¿Por qué México necesita producir más en casa?
El Tratado entre México, Estados Unidos y Canadá (T-MEC) enfrenta un desafío fundamental: aumentar la cantidad de productos que se fabrican realmente dentro de la región. Esto no es un detalle técnico de comercio exterior, sino un asunto que impacta directamente en los empleos, los salarios y la competitividad de nuestro país en los próximos años.
Cuando hablamos de «contenido nacional y regional», nos referimos a qué porcentaje de un producto se fabrica en México antes de exportarlo. Por ejemplo, un automóvil puede tener partes de acero de Estados Unidos, componentes eléctricos de Canadá y ensamblaje en México. Mientras mayor sea la proporción hecha localmente, más valor económico permanece en nuestro territorio y más empleos se generan aquí.
El problema actual del T-MEC
Desde su entrada en vigor en 2020, el tratado ha funcionado, pero con limitaciones. Muchas empresas siguen importando productos semiterminados de Asia o de fuera del bloque para completar la manufactura en México. Esto significa que ganamos menos dinero por cada producto, los trabajadores ganan menos y se pierde oportunidad de desarrollo industrial real.
Los participantes en mesas de diálogo entre gobierno, empresarios y académicos han reconocido esta situación como un problema central. No se trata de cerrar fronteras, sino de ser más estratégicos: si queremos que las empresas usen nuestras fábricas, nuestros trabajadores y nuestras materias primas, debemos ofrecerles cadenas productivas competitivas dentro del bloque.
¿Qué significa esto en tu bolsillo?
Un contenido regional mayor tiene consecuencias directas para los consumidores mexicanos.

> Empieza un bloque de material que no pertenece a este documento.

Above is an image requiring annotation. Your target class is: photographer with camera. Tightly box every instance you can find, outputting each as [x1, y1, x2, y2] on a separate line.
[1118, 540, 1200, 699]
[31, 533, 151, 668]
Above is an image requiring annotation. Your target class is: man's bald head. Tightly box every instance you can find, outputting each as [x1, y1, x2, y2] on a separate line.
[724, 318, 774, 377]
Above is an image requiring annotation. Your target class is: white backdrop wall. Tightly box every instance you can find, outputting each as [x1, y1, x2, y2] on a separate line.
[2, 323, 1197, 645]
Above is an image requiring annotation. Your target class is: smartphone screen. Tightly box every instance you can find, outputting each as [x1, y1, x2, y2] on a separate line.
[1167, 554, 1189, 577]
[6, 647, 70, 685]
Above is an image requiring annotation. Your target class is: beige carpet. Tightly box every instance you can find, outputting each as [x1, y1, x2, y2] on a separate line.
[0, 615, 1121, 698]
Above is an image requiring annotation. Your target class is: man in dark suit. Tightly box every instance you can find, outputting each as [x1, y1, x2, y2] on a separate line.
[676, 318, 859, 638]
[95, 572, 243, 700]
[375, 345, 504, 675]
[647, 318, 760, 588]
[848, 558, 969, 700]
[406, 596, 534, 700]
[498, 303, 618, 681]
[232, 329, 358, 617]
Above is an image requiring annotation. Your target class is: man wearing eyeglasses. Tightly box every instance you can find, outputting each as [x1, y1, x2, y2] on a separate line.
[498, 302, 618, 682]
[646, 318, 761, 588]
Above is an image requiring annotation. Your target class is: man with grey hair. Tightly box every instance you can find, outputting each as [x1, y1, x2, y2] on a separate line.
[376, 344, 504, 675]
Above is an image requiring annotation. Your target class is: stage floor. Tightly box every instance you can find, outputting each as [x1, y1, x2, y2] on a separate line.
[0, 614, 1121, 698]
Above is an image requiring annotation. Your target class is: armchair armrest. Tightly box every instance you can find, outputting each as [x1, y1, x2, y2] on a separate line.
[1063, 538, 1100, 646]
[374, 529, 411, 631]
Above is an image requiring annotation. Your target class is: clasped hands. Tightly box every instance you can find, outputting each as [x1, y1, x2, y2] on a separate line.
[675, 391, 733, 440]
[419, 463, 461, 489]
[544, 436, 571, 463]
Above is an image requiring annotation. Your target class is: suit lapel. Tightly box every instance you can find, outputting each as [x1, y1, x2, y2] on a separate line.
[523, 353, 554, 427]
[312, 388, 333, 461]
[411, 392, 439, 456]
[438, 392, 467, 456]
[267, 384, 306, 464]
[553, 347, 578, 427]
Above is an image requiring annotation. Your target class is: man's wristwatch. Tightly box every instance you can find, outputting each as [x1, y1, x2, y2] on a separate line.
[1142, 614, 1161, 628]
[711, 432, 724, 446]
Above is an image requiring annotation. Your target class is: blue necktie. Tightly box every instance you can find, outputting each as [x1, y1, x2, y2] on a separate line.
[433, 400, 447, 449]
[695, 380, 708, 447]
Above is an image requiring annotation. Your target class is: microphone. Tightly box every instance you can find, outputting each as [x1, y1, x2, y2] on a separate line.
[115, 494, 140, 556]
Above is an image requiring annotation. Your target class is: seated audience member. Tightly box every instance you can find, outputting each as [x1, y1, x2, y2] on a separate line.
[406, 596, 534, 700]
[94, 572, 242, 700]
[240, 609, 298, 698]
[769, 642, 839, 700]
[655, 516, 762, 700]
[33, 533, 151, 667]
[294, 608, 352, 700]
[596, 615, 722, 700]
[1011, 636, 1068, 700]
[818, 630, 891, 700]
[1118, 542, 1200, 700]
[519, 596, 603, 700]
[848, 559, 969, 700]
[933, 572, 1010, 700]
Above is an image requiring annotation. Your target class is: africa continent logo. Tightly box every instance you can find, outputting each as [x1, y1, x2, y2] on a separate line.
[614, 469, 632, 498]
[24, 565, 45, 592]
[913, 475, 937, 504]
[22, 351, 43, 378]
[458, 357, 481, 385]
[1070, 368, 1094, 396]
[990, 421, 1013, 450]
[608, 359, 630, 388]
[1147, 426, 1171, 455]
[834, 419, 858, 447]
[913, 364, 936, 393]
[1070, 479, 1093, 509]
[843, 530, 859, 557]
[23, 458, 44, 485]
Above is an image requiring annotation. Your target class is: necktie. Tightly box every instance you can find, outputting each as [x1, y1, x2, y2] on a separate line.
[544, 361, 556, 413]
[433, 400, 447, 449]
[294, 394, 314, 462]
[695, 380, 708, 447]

Más producción local significa más empleo, lo que genera mayor consumo interno. Salarios más altos en la industria manufacturera impulsan la demanda de servicios, educación y vivienda. Además, una manufactura más robusta en México reduce la dependencia de importaciones, lo que puede moderar presiones inflacionarias en ciertos productos.
Para pequeñas y medianas empresas, el reto es aún mayor. Muchas proveedoras mexicanas quedan fuera de cadenas globales porque no tienen escala ni tecnología para competir. Fortalecer el contenido nacional significa crear oportunidades para que estas empresas crezcan como proveedoras de grandes corporativos.
El contexto regional
Este debate no es exclusivo de México. Toda América Latina enfrenta la pregunta de cuánto valor agregado genera realmente su participación en el comercio internacional. Mientras China, Vietnam e India construyen cadenas manufactureras complejas, América Latina sigue dependiendo mucho de exportar materias primas o productos de bajo valor agregado.
El T-MEC ofrece una oportunidad única: un mercado de 500 millones de personas con poder adquisitivo. Si México logra capturar más de este valor, podría transformar su estructura productiva. Países como Costa Rica han demostrado que es posible pasar de ser un exportador agrícola a una economía con sectores de tecnología y manufactura sofisticada.
Los retos a resolver
Aumentar el contenido nacional requiere inversión en infraestructura, educación técnica y tecnología. Las reglas del T-MEC establecen requisitos mínimos de contenido regional en sectores como automotriz y textiles, pero muchos sectores carecen de marcos claros. Además, debe haber coordinación entre los tres países para evitar proteccionismo que dañe el comercio.
Las mesas de trabajo identificadas en estos diálogos son un primer paso positivo. Permiten identificar cuáles sectores pueden crecer, qué barreras existen y cómo coordinar políticas entre gobierno y empresa privada.
El camino adelante
Los próximos años serán decisivos. Si México aprovecha correctamente el T-MEC, podría consolidar su posición como potencia manufacturera de América Latina. Si no, seguirá siendo un socio comercial importante pero con limitado control sobre su cadena de valor.
El mensaje de los expertos es claro: el tratado es una herramienta valiosa, pero solo si se usa correctamente. Eso significa invertir en capacidades locales, conectar mejor a empresas mexicanas con mercados regionales, y asegurar que la manufactura en nuestro país sea cada vez más sofisticada y generadora de empleo de calidad.